The new geothermal systems will take advantage of the earth's constant temperature, which is approximately 51 degrees Fahrenheit below the frost line at Selfridge. Each system will run a mixture of water and Propylene glycol, an antifreeze, through a series of horizontal loops which will lie approximately 15 feet below ground. The loops will connect to a geothermal heat pump, which will circulate the glycol through the system, providing 51-degree air to either heat or cool the air depending on the season.

"In the summer, the system takes the hot air from the building and runs it through the horizontal loops creating fifty-one-degree air we temper," Hulswit said. "In winter, it works in reverse.

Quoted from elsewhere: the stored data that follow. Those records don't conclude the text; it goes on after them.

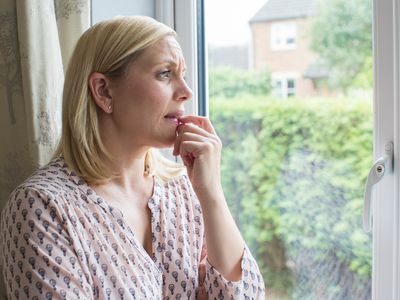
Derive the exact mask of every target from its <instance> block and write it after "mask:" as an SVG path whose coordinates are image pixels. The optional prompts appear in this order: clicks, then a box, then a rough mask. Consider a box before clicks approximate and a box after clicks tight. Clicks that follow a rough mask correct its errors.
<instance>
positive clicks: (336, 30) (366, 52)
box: [311, 0, 372, 91]
mask: <svg viewBox="0 0 400 300" xmlns="http://www.w3.org/2000/svg"><path fill="white" fill-rule="evenodd" d="M311 48H312V49H313V50H314V51H315V52H316V53H318V54H319V55H320V57H321V59H322V61H323V62H324V63H325V64H326V66H327V68H328V70H329V82H330V84H331V85H332V86H334V87H339V88H341V89H343V90H344V91H346V90H348V89H349V88H350V87H363V88H365V87H368V88H370V87H372V1H370V0H352V1H348V0H329V1H326V0H320V1H318V3H317V6H316V16H315V18H314V21H313V24H312V26H311Z"/></svg>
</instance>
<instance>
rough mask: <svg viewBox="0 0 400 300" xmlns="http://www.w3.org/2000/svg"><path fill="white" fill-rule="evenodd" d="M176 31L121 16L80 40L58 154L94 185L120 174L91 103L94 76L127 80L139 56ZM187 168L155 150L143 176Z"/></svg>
mask: <svg viewBox="0 0 400 300" xmlns="http://www.w3.org/2000/svg"><path fill="white" fill-rule="evenodd" d="M168 35H172V36H175V37H176V33H175V32H174V31H173V30H172V29H171V28H169V27H167V26H166V25H164V24H162V23H160V22H157V21H156V20H154V19H152V18H149V17H144V16H130V17H128V16H126V17H125V16H124V17H121V16H118V17H114V18H112V19H110V20H106V21H103V22H99V23H97V24H95V25H94V26H93V27H91V28H89V29H88V30H87V31H86V32H85V33H84V34H83V35H82V36H81V37H80V38H79V40H78V42H77V44H76V46H75V49H74V52H73V54H72V56H71V59H70V62H69V65H68V68H67V72H66V75H65V82H64V92H63V105H62V134H61V139H60V142H59V145H58V148H57V150H56V153H55V156H56V157H58V156H63V157H64V159H65V162H66V163H67V164H68V166H69V167H70V168H71V169H72V170H74V171H76V172H77V173H78V175H80V176H82V177H83V178H84V179H85V180H86V181H87V182H88V183H89V184H99V183H102V182H105V181H108V180H109V179H111V178H115V177H118V176H119V174H117V173H116V172H115V170H112V168H111V166H112V164H111V162H112V161H113V157H111V156H110V154H109V153H108V152H107V150H106V149H105V147H104V145H103V143H102V140H101V136H100V131H99V126H98V125H99V124H98V107H97V105H96V104H95V102H94V101H93V99H92V95H91V92H90V89H89V84H88V79H89V77H90V75H91V74H92V73H94V72H100V73H103V74H105V75H107V76H112V77H119V76H124V75H125V74H126V71H127V69H128V66H129V64H130V63H131V62H132V61H134V60H135V58H136V57H137V56H138V54H139V53H140V52H141V51H143V50H145V49H146V48H147V47H149V46H151V45H152V44H154V43H155V42H157V41H159V40H160V39H162V38H164V37H165V36H168ZM183 170H184V167H183V165H181V164H177V163H175V162H172V161H170V160H168V159H167V158H165V157H164V156H162V155H161V153H159V152H158V150H157V149H154V148H151V149H150V150H149V151H148V152H147V153H146V156H145V163H144V166H143V172H144V174H146V175H155V176H157V177H159V178H161V179H162V180H168V179H171V178H173V177H175V176H178V175H179V174H182V172H183Z"/></svg>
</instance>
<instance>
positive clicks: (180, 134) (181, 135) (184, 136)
mask: <svg viewBox="0 0 400 300" xmlns="http://www.w3.org/2000/svg"><path fill="white" fill-rule="evenodd" d="M182 141H197V142H207V138H205V137H204V136H202V135H199V134H196V133H191V132H184V133H181V134H179V135H178V136H177V137H176V139H175V143H174V151H173V155H178V154H179V148H180V145H181V142H182Z"/></svg>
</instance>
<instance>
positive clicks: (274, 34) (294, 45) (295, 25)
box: [270, 22, 297, 51]
mask: <svg viewBox="0 0 400 300" xmlns="http://www.w3.org/2000/svg"><path fill="white" fill-rule="evenodd" d="M270 34H271V50H273V51H281V50H294V49H296V48H297V25H296V24H295V23H287V22H279V23H272V24H271V32H270ZM288 38H293V40H294V43H291V44H289V43H288V42H287V39H288ZM278 39H279V40H280V42H278Z"/></svg>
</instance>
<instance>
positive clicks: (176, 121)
mask: <svg viewBox="0 0 400 300" xmlns="http://www.w3.org/2000/svg"><path fill="white" fill-rule="evenodd" d="M164 119H165V121H167V122H168V123H171V124H174V125H176V126H178V125H179V119H178V118H176V117H164Z"/></svg>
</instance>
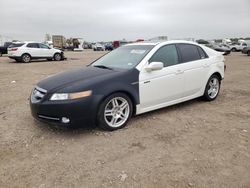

The heat pump only has to raise the building temperature from fifty-one degrees in the winter, not the freezing temperatures outside, making it more efficient."

Hulswit said the heating and cooling cost would be reduced by approximately 50 percent or more once the geothermal system is fully functional.

Future energy initiatives

The wing will continue to expand its energy-saving initiatives in the future. Hulswit said this involves investing in more renewable energy sources, including solar thermal and photovoltaic systems. While both systems utilize energy created but the sun, the two systems have some distinct differences.

"Photovoltaic systems harness the sun's light waves to generate electricity, which we can use to power our buildings, while solar thermal systems take advantage of the sun's heat, which we can use to meet our domestic hot water needs," Hulswit said.

With all these energy-saving initiatives comes additional money-saving incentives; energy costs will directly lower due to natural energy production. Also, local energy suppliers and the government offer tax rebates for these energy conservation efforts, saving the wing money that could be invested in more "green" initiatives.

It's not easy going green

While the energy program started out slowly, it is now moving along steadily due to hard work and dedication from various shops on base.
 
"The program isn't crawling anymore--it's up and walking," Krajnik said.

In addition to saving money and conserving the environment, Krajnik said producing more natural energy here also increases national security.

"Being more energy efficient lowers our dependence on foreign oil," he said. "We need to get to a point in the future where we are completely secure and independent of fossil fuels."

He said the Air Force vision is a net-zero energy use, meaning the base will not consume more energy than it produces. A big part of ensuring a successful energy efficiency plan is everyday participation from base personnel.

"We've had great command and tenant support, but a cultural change needs to happen," Krajnik said. "We need to better educate on energy awareness and get everyone in the wing/base motivated; it's critically important."

He said each person is responsible for doing their part of energy conservation--things as simple as turning off lights when leaving an empty room and keeping windows closed while heating or cooling systems are on.

"Many people do things here that they wouldn't do at home," he said. "If you can be conscious about saving energy at home, you can do it at work too."